Dentro do campo dos testes, este voo não é uma experiência. A SpaceX passou os últimos 6 anos a aprimorar a Crew Dragon (a “nave” espacial) que levará a tripulação da SpaceX. Ainda no ano passado a SpaceX fez um “ensaio completo” até à Estação Espacial Internacional, só que não levava astronautas a bordo (e ainda bem, porque houve contratempos). E é mérito de Elon Musk e da sua equipa terem conseguido ultrapassar esses obstáculos, tendo (tal como se espera) desenvolvido um veículo seguro que acabe com a dependência dos lançamentos russos. Porque a verdade é essa: desde 8 de Julho de 2011 (data do último voo do Space Shuttle da NASA), que no Espaço para missões tripuladas, os EUA apanham boleia dos russos.

Por isso o financiamento privado, não é completamente “privado”: a NASA pagou 3,14 mil milhões à SpaceX para esta desenvolver a “nave” Crew Dragon.

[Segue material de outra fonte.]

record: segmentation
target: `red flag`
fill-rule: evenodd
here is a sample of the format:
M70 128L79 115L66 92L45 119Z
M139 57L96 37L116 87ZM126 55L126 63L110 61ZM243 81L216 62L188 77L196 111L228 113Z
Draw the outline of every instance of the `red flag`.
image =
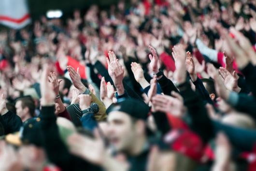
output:
M20 29L30 22L27 0L0 0L0 24Z

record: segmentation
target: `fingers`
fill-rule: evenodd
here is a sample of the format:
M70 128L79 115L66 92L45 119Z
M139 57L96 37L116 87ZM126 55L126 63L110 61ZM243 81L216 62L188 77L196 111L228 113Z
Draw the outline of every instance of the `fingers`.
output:
M148 55L148 57L149 57L149 59L150 60L150 61L152 61L152 60L153 59L153 57L152 57L152 55L151 55L151 54L149 54Z
M179 93L174 91L172 91L171 94L172 97L178 98L179 100L182 101L183 101L183 98L182 98L182 96L181 96Z

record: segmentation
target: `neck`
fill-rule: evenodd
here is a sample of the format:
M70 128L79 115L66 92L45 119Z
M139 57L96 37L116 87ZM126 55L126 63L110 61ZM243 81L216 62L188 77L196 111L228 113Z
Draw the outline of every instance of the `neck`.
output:
M22 122L24 122L29 118L31 118L31 117L29 114L28 114L26 115L25 116L24 116L24 117L22 117L22 118L21 118L21 120L22 121Z
M133 146L128 149L128 153L132 156L140 154L143 151L146 142L146 138L145 135L138 137L133 143Z

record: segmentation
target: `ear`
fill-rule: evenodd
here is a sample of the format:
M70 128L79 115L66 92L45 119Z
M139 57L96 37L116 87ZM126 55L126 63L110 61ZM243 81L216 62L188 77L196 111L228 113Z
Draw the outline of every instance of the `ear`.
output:
M142 135L146 132L146 123L142 120L138 120L136 123L136 131L137 134Z
M29 113L29 109L28 109L28 107L26 107L23 109L23 111L24 111L25 113Z
M69 92L69 89L68 88L65 88L62 90L62 94L64 95L67 95L67 93Z
M212 93L210 95L210 98L213 100L214 100L215 99L215 94Z

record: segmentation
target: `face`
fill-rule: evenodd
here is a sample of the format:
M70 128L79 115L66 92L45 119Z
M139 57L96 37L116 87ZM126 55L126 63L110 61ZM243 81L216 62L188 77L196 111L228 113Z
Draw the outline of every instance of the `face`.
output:
M22 101L19 100L17 101L15 104L15 108L16 108L16 113L17 113L17 115L18 115L21 118L24 118L27 114L24 109L22 109Z
M134 123L124 112L114 111L108 117L109 139L117 151L126 151L131 148L137 137Z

Mas aqui volta a ser mérito de Elon Musk, porque a Boeing também foi apoiada em 4,8 mil milhões para desenvolver a nave da concorrência, a CST-100 Starliner, e não será a Boeing a ficar na História (por aquilo que se consegue antever)!

Se correr bem este teste, o Falcon 9 lançará o módulo Crew Dragon em órbita baixa da Terra 12 minutos após a decolagem. A “nave” Crew Dragon orbitará então a Terra durante 19 horas e é suposto os astronautas eventualmente dormirem e irem à “casa-de-banho”. O Crew Dragon foi desenvolvido para ter uma participação mínima dos astronautas na sua pilotagem.

O momento alto é contudo quando se der o “docking” ou encaixe automático da Crew Dragon na EEI – Estação Espacial Internacional. Isto porque anteriormente durante as missões de carga da SpaceX, a cápsula Dragon tinha de ser agarrada pelo braço robótica da ISS (sigla inglesa para a Estação Espacial Internacional), uma vez que as anteriores versões não estavam optimizadas para fazerem acoplagem autónomas.

Portanto há uma boa maneira de avaliar o sucesso ou insucesso desta missão: se os astronautas Behnken e Hurley se conseguirem juntar ao astronauta da NASA Chris Cassidy e aos cosmonautas russos Anatoly Ivanishin e Ivan Vagner na ISS, que se o podem fazer via a escotilha da Crew Dragon, ficamos a saber que se iniciou uma nova e importante etapa na história dos EUA no Espaço… E claro, desde que se recupere  o estágio de lançamento e a própria Crew Dragon!